A witty [sig] proves nothing. --Voltaire
I've been doing infosec work for over 17 years now, and IMO, the "problem" as it were, is that the demand for expertise has utterly outstripped the experienced pool of talent.
Net result? Exactly what you observe: "cash cow security" that is more focused on implementing wildly expensive (and frequently Rube-Goldberg-esque) technology solutions. Why? Because the inexperienced security practitioner immediately and inevitably turns to vendors for "turn-key solutions" to every risk (and many non-risks
Conversely, the much smaller number of people with substantial experience in the trenches are the ones who might point out that a $50,000 security awareness campaign _just might_ reduce net risk a WEE BIT more than a $3million 17-tier-firewall-atrocity. Or that a 10-man-hour risk assessment by security professionals attached to EVERY project's design phase _just might_ have a better chance of reducing risk than a $30k penetration test of every project by an external vendor that is 9 times in 10 a glorified canned vulnerability scan by a junior drone.

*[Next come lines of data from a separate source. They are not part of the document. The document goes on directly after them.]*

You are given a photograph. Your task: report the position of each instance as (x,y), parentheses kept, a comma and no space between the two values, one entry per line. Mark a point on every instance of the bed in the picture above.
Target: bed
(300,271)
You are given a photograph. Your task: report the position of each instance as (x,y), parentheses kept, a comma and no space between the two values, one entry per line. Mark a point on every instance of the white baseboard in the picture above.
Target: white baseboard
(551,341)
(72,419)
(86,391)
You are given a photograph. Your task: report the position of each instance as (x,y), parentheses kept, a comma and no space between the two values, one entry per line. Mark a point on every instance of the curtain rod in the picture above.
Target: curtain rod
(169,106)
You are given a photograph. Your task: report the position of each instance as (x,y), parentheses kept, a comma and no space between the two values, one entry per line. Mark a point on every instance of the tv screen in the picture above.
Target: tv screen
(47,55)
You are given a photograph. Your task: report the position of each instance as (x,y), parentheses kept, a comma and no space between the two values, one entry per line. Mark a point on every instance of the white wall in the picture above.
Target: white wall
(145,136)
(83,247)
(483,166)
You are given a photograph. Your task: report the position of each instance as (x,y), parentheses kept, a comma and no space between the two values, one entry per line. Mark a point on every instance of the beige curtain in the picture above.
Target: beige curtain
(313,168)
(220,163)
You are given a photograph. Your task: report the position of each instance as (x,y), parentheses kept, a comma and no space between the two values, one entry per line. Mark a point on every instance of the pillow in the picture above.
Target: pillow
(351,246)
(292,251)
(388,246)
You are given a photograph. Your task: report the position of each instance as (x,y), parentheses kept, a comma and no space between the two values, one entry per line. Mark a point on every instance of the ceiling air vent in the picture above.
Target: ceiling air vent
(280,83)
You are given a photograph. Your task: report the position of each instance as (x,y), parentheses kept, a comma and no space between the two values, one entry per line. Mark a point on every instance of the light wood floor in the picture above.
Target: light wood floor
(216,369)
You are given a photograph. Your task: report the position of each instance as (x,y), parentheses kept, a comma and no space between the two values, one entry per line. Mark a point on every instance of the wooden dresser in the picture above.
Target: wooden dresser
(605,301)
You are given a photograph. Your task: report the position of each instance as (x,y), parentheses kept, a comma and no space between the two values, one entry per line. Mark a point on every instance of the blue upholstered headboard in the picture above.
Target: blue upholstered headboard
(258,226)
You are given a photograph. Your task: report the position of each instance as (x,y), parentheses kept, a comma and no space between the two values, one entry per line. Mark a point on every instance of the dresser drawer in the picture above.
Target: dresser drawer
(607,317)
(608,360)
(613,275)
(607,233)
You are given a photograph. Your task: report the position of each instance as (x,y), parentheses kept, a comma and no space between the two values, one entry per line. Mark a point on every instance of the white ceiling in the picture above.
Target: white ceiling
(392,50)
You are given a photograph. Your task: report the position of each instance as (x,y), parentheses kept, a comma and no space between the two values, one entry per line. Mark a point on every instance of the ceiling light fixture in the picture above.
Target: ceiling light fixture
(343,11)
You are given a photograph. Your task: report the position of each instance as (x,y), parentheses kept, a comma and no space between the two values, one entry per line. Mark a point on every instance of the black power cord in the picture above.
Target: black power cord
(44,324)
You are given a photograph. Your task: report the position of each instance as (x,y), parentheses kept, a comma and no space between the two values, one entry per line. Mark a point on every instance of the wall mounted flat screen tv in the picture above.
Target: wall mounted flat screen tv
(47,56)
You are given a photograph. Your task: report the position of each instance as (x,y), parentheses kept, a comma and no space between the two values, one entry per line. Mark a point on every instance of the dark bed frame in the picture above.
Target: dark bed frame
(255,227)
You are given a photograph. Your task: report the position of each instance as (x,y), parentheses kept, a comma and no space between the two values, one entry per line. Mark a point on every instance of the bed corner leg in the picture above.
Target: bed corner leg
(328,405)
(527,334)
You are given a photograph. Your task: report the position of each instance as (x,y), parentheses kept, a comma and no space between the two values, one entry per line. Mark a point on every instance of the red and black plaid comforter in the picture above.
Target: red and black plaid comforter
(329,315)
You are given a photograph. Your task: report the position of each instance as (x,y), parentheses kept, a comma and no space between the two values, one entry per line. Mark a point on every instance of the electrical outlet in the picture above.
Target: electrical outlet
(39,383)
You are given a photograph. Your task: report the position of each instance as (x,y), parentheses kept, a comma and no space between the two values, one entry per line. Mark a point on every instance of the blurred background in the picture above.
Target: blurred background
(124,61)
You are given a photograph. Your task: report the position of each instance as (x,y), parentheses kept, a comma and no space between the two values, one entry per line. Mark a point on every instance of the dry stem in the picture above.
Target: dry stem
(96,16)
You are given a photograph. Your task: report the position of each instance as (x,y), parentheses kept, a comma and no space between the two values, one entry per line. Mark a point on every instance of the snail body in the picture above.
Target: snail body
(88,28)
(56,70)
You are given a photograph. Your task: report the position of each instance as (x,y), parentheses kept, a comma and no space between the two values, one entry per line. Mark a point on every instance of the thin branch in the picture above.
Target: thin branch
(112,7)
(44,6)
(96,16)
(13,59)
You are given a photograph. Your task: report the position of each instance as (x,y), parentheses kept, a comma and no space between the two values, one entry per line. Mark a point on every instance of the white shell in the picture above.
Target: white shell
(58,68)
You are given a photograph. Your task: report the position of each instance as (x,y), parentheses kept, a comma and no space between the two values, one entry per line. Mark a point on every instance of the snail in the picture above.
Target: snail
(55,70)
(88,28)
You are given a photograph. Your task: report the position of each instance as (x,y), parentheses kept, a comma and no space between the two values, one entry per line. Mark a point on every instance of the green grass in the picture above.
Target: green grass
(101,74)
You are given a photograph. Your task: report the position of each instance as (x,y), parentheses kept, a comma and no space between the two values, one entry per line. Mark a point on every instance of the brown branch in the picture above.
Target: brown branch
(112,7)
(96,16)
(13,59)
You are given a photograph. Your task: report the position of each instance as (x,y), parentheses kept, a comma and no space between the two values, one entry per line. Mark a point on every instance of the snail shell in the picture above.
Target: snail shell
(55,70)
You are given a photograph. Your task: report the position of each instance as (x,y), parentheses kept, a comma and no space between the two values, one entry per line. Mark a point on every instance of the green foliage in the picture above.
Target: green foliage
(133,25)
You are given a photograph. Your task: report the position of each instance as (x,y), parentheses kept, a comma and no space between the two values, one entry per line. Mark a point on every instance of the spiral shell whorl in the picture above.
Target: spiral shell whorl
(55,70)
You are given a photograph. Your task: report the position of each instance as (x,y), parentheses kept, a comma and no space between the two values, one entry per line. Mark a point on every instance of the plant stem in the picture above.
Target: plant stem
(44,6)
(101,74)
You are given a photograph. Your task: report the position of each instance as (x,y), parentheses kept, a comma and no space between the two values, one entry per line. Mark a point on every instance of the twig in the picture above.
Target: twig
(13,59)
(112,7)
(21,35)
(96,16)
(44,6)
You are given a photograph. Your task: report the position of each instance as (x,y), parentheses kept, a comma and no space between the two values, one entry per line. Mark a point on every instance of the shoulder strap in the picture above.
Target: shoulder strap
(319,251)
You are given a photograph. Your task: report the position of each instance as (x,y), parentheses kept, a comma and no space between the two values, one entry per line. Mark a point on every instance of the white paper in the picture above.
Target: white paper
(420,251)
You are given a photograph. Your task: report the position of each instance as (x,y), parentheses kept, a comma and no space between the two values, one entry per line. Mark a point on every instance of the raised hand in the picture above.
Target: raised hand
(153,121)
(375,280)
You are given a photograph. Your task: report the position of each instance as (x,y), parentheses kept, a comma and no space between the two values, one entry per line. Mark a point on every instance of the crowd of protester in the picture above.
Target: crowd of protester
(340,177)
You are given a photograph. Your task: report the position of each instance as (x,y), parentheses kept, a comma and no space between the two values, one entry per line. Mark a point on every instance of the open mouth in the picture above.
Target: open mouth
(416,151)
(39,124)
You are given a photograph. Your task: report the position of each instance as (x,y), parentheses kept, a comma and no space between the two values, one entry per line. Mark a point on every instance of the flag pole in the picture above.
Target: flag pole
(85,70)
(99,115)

Not much of this is likely to change anytime soon. Sad to say, information security is still a very young and immature science. Things won't get better until the experience-pool gets deeper.
--Bargeld
"I hate to advocate drugs, alcohol, violence, or insanity to anyone. But they've always worked for me." --Dr. Hunter S.
Most bad things that happen to users these days because they clicked a link that goes to a web site that installs malicious code. It seems that the largest security problem is that end users do not want to take the necessary minimal precaution (for whatever reason). It make no sense to me to try to build a "fool proof" infrastructure. The problem resides more with the end users and his/her computer. Since most computers (especially MS) like to use the internet to install software/updates. The problem is not going to go away by tweaking the infrastructure. Also the internet was designed for connectivity and interoperability. Obviously trying to move security to the infrastructure will mean giving up on these.